The city responded by saying no, it’s actually the grieving parents who are responsible for their child’s death for daring to talk a walk with their new baby on a warm summer evening. From Streetsblog:
“Plaintiff culpable conduct caused or contributed to the alleged injuries and the alleged wrongful death,” the city’s Assistant Corporation Counsel Elizabeth Gross wrote in court papers filed late last week in response to a wrongful death lawsuit filed last month by Apolline’s parents, Julien Mong and Marion Guillemin against the city and the drivers involved in the crash. “Plaintiff negligence caused or contributed to the alleged injuries and the alleged wrongful death.”
And after blaming both parents for “negligence” and “culpable conduct” for taking their daughter for a walk on the sidewalk along Vanderbilt and Gates avenue in the gloaming of Sept. 11, 2021, the city twists the shiv a bit deeper by claiming that the parents should have known how dangerous it is to walk along a New York City street — a legal argument that at once seeks to hold the city blameless while also admitting that it is failing to keep the streets safe.

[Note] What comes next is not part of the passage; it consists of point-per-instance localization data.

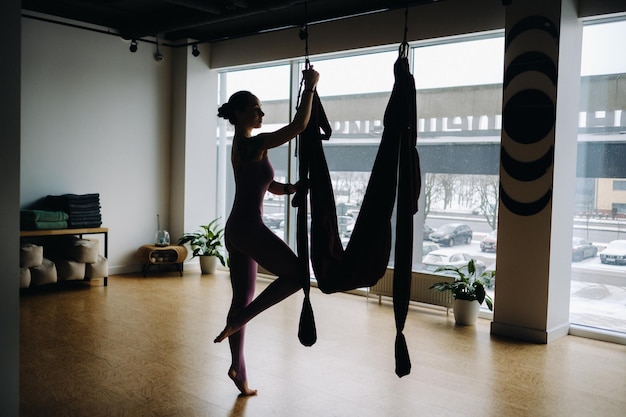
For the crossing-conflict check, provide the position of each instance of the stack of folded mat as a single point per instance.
(43, 220)
(83, 210)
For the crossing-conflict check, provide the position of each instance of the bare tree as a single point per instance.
(487, 189)
(431, 191)
(447, 183)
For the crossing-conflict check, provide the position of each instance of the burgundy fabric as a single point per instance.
(366, 256)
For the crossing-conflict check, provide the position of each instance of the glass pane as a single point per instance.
(598, 287)
(272, 86)
(459, 104)
(354, 91)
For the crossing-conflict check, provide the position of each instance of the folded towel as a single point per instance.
(35, 225)
(43, 216)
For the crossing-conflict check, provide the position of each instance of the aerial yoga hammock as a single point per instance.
(365, 258)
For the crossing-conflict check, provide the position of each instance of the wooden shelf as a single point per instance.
(162, 255)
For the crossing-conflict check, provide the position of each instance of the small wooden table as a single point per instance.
(72, 232)
(162, 255)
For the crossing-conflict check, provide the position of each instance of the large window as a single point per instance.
(598, 284)
(459, 104)
(271, 84)
(459, 94)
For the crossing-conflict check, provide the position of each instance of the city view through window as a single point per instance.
(459, 94)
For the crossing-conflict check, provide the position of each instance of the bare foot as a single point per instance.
(242, 385)
(228, 331)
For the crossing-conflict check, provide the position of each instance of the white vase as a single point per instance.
(208, 264)
(465, 312)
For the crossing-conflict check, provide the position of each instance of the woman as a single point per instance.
(248, 240)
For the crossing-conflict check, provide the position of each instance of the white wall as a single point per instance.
(9, 217)
(96, 119)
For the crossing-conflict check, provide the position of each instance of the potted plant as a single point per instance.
(205, 243)
(468, 291)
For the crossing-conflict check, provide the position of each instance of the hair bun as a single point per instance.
(224, 111)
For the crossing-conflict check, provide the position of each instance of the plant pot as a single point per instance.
(208, 264)
(465, 312)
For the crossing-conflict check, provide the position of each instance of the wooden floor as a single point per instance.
(144, 347)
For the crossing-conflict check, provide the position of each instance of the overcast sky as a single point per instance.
(463, 63)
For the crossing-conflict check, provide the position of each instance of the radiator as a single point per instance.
(420, 288)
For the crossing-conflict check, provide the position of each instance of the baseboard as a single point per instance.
(530, 335)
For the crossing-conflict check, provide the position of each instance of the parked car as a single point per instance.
(489, 242)
(427, 231)
(582, 249)
(614, 253)
(428, 247)
(451, 233)
(439, 258)
(490, 281)
(345, 225)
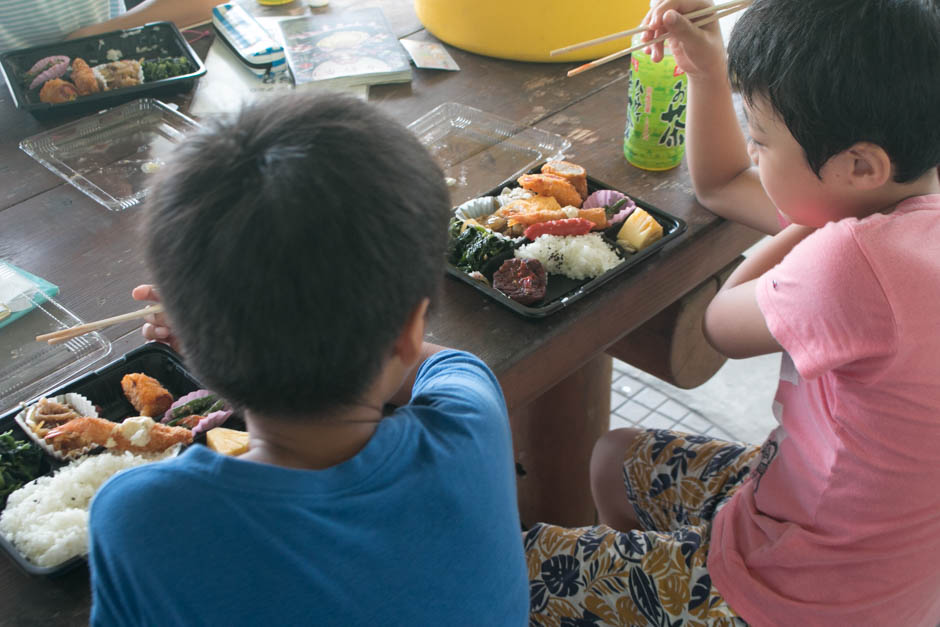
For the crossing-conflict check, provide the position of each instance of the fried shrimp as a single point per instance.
(137, 435)
(552, 185)
(79, 434)
(84, 78)
(571, 172)
(146, 394)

“Any and all risks, hazards, defects, and dangers … were of an open, obvious, apparent, and inherent nature, and were known or should have been known to plaintiff,” the city’s court papers claim
The city’s Law Department also claim that the NYPD had to chase down Mott due to “...the risks to the public, outweighed the danger to the community if the suspect was not immediately apprehended.” Why that driver, who had 160 traffic violations and $14,000 in fines, didn’t present enough of a danger to the community for the city to at least revoke his license wasn’t mentioned in the city’s response. In the city’s Law Department’s opinion, New York’s Department of Transportation and Police Department are completely blameless and immune from the lawsuit. Mott was charged with manslaughter. His next court appearance is set for August 24.